Entre dos ríos, entre dos épocas, dos ciudades

El autor recorre la histórica y posmoderna Palma del Río

Hace pocos días, Palma del Río entró en la posmodernidad, cuando un grupo de turistas japoneses ametrallaron a flashes los rincones de esta asombrosa villa, enclavada en el ángulo que crean el Guadalquivir y el Genil antes de unirse. Un concejal, al ver desde lejos el acribillamiento, entendió que Palma dejaba de ser historia para hacerla: Japón marca el sol naciente, ya saben.

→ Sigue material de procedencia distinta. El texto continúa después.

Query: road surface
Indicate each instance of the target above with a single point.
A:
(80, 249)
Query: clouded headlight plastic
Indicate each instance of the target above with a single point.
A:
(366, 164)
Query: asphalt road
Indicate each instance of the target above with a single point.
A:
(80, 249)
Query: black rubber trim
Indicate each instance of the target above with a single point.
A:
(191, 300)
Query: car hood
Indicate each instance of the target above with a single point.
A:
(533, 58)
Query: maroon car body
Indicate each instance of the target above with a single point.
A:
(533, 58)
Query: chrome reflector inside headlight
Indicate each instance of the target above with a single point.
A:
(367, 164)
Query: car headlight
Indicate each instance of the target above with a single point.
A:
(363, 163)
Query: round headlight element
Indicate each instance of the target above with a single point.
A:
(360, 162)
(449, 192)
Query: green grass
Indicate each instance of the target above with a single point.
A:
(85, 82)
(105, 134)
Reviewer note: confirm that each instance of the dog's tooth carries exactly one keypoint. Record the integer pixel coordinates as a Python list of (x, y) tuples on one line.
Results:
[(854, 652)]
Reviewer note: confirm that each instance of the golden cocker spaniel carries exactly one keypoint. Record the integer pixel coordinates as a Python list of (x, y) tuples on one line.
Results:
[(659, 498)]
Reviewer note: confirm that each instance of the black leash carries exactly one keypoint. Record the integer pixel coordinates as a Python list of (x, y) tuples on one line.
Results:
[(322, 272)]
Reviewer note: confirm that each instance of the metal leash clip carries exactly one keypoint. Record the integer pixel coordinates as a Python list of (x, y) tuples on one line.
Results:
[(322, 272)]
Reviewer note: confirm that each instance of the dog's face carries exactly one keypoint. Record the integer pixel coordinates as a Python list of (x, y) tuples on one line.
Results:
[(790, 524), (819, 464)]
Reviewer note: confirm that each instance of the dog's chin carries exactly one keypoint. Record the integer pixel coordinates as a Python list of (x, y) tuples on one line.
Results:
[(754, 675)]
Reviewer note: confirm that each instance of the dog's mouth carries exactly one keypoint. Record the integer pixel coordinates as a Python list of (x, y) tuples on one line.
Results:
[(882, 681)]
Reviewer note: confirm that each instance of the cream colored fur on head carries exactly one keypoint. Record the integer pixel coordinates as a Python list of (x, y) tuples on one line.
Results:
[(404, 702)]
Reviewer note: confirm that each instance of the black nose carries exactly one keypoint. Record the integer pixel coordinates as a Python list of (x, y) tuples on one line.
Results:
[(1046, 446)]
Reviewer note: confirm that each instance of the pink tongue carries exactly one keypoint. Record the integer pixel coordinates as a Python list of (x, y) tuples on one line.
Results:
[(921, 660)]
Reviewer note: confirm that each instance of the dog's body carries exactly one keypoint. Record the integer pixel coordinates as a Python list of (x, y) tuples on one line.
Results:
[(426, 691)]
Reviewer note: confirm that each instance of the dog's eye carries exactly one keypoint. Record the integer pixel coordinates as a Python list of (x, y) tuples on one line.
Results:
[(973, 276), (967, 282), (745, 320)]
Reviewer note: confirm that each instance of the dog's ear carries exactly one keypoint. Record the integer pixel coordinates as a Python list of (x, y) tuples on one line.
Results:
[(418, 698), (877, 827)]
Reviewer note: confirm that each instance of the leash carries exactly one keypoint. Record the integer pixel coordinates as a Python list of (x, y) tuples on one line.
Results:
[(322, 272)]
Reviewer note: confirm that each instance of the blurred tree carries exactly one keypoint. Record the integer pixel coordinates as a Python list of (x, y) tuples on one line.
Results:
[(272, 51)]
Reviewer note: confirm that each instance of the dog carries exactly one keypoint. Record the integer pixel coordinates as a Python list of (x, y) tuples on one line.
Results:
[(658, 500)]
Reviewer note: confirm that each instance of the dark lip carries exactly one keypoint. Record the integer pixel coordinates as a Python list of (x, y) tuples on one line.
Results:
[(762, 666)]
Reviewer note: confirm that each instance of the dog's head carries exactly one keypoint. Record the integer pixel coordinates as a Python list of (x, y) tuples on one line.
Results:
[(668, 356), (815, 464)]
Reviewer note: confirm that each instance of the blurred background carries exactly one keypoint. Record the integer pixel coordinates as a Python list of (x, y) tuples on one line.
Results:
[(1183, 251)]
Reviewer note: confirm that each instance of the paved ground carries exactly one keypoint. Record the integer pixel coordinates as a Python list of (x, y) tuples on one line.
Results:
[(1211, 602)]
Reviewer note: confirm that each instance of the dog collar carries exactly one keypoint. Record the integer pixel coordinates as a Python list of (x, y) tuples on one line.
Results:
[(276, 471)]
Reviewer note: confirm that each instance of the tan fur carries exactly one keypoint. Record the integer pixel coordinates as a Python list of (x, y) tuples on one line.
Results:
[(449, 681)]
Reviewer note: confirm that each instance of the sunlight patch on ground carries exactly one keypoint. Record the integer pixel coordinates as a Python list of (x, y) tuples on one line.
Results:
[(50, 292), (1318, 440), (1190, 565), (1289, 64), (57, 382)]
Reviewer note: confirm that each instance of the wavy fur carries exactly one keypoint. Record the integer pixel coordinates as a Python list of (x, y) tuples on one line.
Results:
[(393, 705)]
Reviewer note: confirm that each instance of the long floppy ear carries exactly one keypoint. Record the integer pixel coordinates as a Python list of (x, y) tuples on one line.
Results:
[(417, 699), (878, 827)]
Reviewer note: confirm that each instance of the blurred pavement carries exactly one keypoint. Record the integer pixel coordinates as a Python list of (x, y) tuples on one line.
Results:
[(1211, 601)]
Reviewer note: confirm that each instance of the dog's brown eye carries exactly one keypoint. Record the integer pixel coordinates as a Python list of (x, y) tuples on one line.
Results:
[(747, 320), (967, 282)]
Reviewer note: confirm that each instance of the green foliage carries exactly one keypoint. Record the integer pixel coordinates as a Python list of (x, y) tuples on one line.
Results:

No ha sido un trabajo fácil, a pesar de sus pasmosas dotes turísticas. Palma del Río es uno de los pueblos andaluces con mayor patrimonio histórico, aunque tardó en darse cuenta. Pero hoy por fin puede gozarse la impresionante muralla almohade, verse el auténtico aspecto de la Parroquia de la Asunción (siglo XVIII), o concebirse las dimensiones que debió tener la derruida Alcazaba (seguramente almorávide); pronto se tendrá acceso a uno de los enclaves monásticos más ricos de Córdoba, el convento de Santa Clara, de 1509 y con un bello claustro, amén de un jardín recoleto y minimal que revela en el más positivista de los visitantes una secreta vena mística.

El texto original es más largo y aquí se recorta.